Automated scanning tools: Axe by Deque, WAVE by WebAIM, Accessiblyapp and the Accessibility Insights suite from Microsoft are among the most widely used for web testing.
PDF tools: Adobe Acrobat Pro is the standard for PDF remediation and inspection. CommonLook is used in federal environments for advanced PDF accessibility work.
Color contrast analyzers: The Colour Contrast Analyser from TPGi is a standard tool for manually verifying text and UI contrast ratios.
VPAT and ACR templates: The IT Industry Council (ITI) maintains the current VPAT templates used to generate conformance reports.
What Makes Someone Good at This Work
The best Section 508 testers combine technical knowledge with clear communication. You need to understand how assistive technologies work, what WCAG success criteria actually mean in practice, and how to explain a failure to a developer who has never used a screen reader in their life.
Attention to detail is non-negotiable. Accessibility issues are often subtle — a missing label, a color contrast ratio that fails by a hair, a focus indicator that disappears on one browser but not another. Testers who catch those things consistently build reputations quickly.
Persistence matters too. Federal IT environments can be slow to change, and testers often find themselves documenting the same issues across multiple audit cycles. Knowing how to document findings in a way that drives action, not just compliance checkboxes, is a real skill that distinguishes experienced professionals from those just starting out.

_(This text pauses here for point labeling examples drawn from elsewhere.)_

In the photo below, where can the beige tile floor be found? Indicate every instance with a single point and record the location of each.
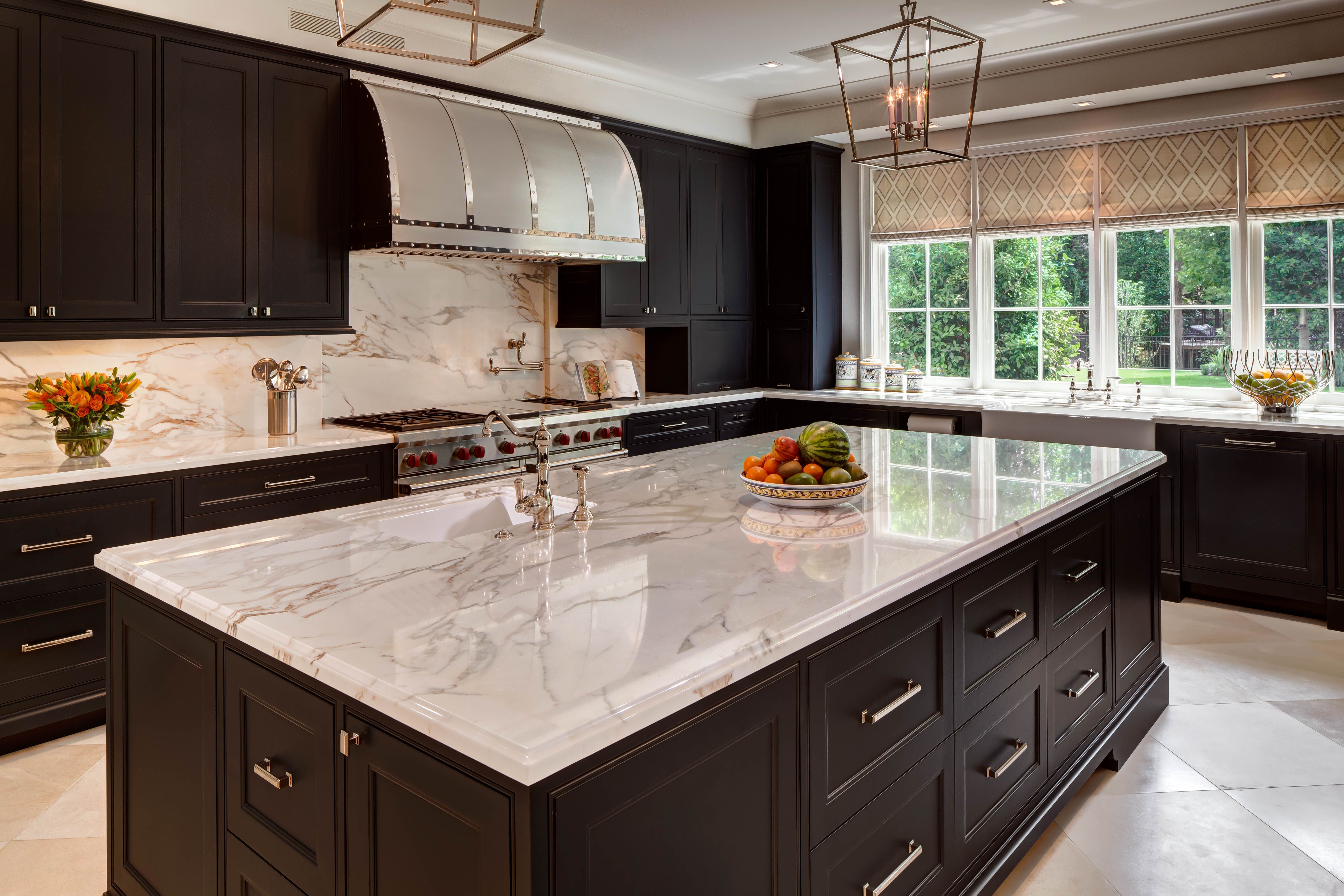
(1238, 789)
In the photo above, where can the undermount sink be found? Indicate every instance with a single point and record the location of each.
(470, 515)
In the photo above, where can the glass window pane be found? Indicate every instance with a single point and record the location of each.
(1017, 343)
(1306, 328)
(905, 276)
(1144, 339)
(1204, 334)
(1064, 271)
(1296, 264)
(949, 343)
(906, 338)
(1143, 268)
(1204, 267)
(1064, 340)
(1015, 273)
(949, 275)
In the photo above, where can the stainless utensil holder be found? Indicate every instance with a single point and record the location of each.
(283, 412)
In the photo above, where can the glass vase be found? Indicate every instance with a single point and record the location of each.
(85, 442)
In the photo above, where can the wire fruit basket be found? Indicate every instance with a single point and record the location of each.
(1279, 379)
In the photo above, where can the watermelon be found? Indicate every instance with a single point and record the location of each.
(824, 444)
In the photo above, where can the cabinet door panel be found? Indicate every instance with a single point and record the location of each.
(711, 808)
(210, 185)
(97, 172)
(165, 766)
(411, 819)
(1229, 479)
(302, 265)
(19, 163)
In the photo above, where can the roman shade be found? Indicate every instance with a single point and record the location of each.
(921, 203)
(1296, 168)
(1163, 182)
(1049, 190)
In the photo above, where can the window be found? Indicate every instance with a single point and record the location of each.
(928, 307)
(1041, 306)
(1174, 281)
(1300, 291)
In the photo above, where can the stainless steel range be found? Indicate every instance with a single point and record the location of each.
(441, 448)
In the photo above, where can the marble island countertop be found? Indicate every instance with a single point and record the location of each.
(534, 652)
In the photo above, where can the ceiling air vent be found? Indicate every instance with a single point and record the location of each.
(327, 28)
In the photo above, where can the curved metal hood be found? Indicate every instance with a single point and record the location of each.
(445, 174)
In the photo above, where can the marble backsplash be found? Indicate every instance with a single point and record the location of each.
(424, 330)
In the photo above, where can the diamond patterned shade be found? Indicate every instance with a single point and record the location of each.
(921, 202)
(1170, 181)
(1049, 190)
(1296, 167)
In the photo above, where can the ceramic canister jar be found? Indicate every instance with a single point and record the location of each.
(870, 375)
(847, 371)
(894, 375)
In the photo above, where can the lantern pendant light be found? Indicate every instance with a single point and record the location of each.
(909, 88)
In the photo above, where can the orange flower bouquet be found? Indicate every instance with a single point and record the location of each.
(84, 405)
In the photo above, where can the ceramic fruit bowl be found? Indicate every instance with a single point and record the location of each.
(806, 496)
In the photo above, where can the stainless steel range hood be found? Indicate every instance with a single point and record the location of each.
(447, 174)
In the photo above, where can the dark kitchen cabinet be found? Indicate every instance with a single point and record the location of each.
(97, 174)
(656, 821)
(21, 142)
(799, 265)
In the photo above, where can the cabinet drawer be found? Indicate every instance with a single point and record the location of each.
(1000, 625)
(50, 643)
(1080, 573)
(280, 753)
(1000, 764)
(905, 838)
(232, 498)
(61, 532)
(878, 700)
(1080, 688)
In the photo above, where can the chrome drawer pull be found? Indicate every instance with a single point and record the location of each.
(303, 481)
(1000, 770)
(1018, 616)
(263, 772)
(916, 852)
(912, 690)
(1076, 577)
(30, 549)
(30, 648)
(1092, 676)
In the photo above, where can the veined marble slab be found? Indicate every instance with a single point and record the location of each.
(136, 457)
(535, 652)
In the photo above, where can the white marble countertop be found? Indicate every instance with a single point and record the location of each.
(534, 652)
(33, 469)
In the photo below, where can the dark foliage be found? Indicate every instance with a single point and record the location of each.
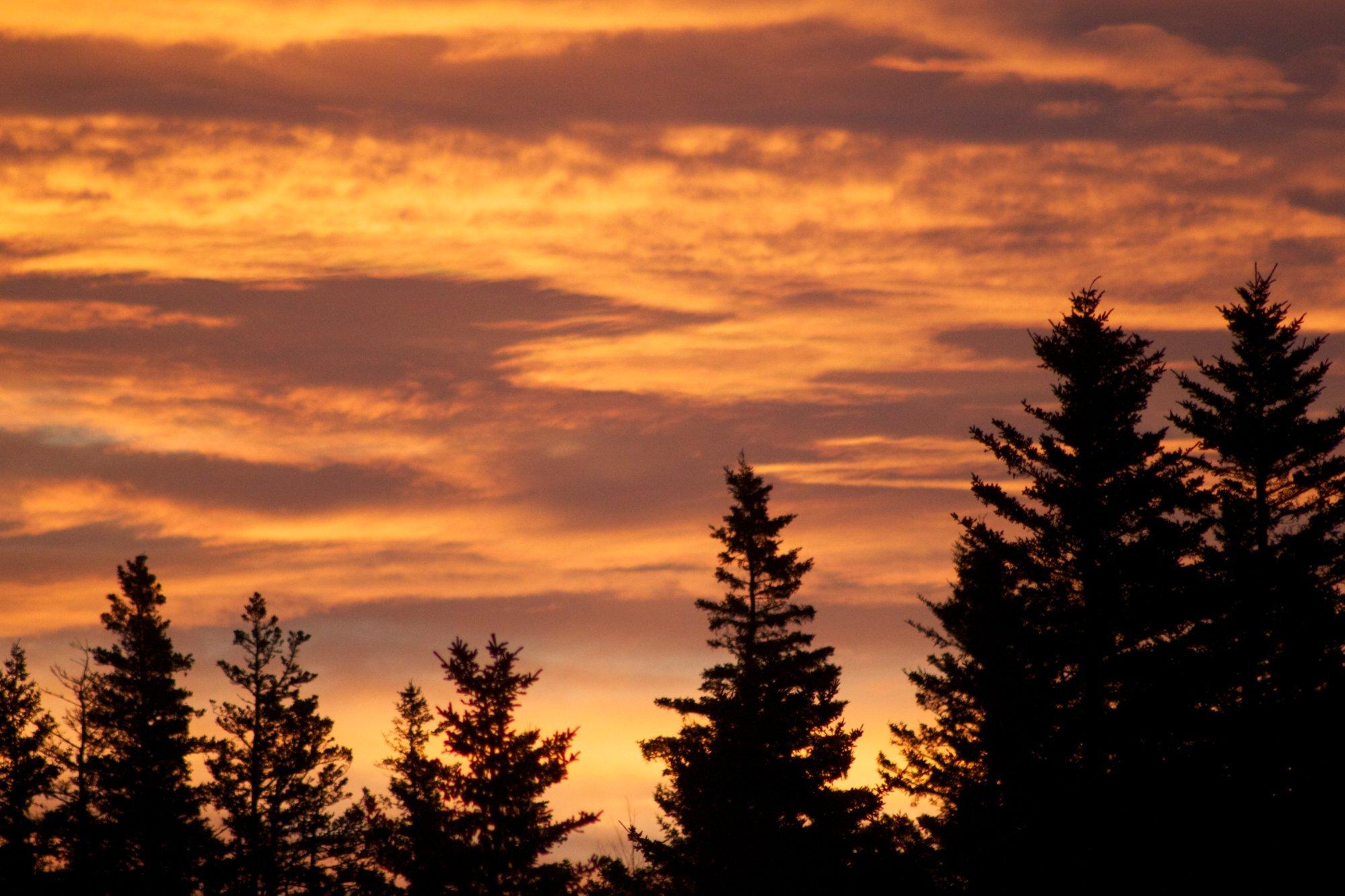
(750, 802)
(278, 774)
(414, 834)
(1054, 690)
(28, 775)
(154, 837)
(502, 826)
(1269, 646)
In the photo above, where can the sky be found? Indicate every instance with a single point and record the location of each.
(431, 319)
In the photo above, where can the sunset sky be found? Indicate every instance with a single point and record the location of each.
(434, 319)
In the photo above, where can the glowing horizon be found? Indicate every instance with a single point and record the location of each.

Credentials and Certifications Worth Knowing
The Section 508 and broader accessibility field has a growing set of professional credentials. Here are the ones that matter most for testers working in federal contexts.
DHS Trusted Tester Certification: The most directly relevant credential for federal 508 testing. It certifies that testers follow a consistent, reproducible methodology. The DHS Office of Accessible Systems and Technology (OAST) administers the program, and training is available at no cost.
CPACC (Certified Professional in Accessibility Core Competencies): Offered by the International Association of Accessibility Professionals (IAAP), CPACC covers the conceptual foundations of accessibility across disability types, standards, and legal frameworks. It is widely recognized in both federal and private-sector hiring.
WAS (Web Accessibility Specialist): Also from IAAP, WAS is a more technical credential covering hands-on web accessibility testing and remediation. It pairs well with CPACC for a strong credential combination.
CPWA (Certified Professional in Web Accessibility): A combined certification from IAAP that recognizes both CPACC and WAS. Holding both signals a broad and deep level of expertise.
Why This Work Matters
Section 508 compliance is sometimes framed as a checkbox exercise. That framing misses the point entirely.
When a veteran cannot access benefits information online because a PDF is untagged, that is not a compliance gap — that is a person being shut out of something they have earned. When a federal employee with a visual impairment cannot use their agency's internal HR system because it was never tested, that is not a technical oversight — that is a workplace that excludes them.
Section 508 testers are the people who find those failures before they reach users. The work is meticulous and sometimes thankless, but it is also among the most directly impactful roles in the digital accessibility field. Every issue documented and remediated is a barrier removed for someone who needed it gone.
If you are in this field, or considering it, the job is worth understanding in full — not just as a compliance function, but as a practice with real human stakes.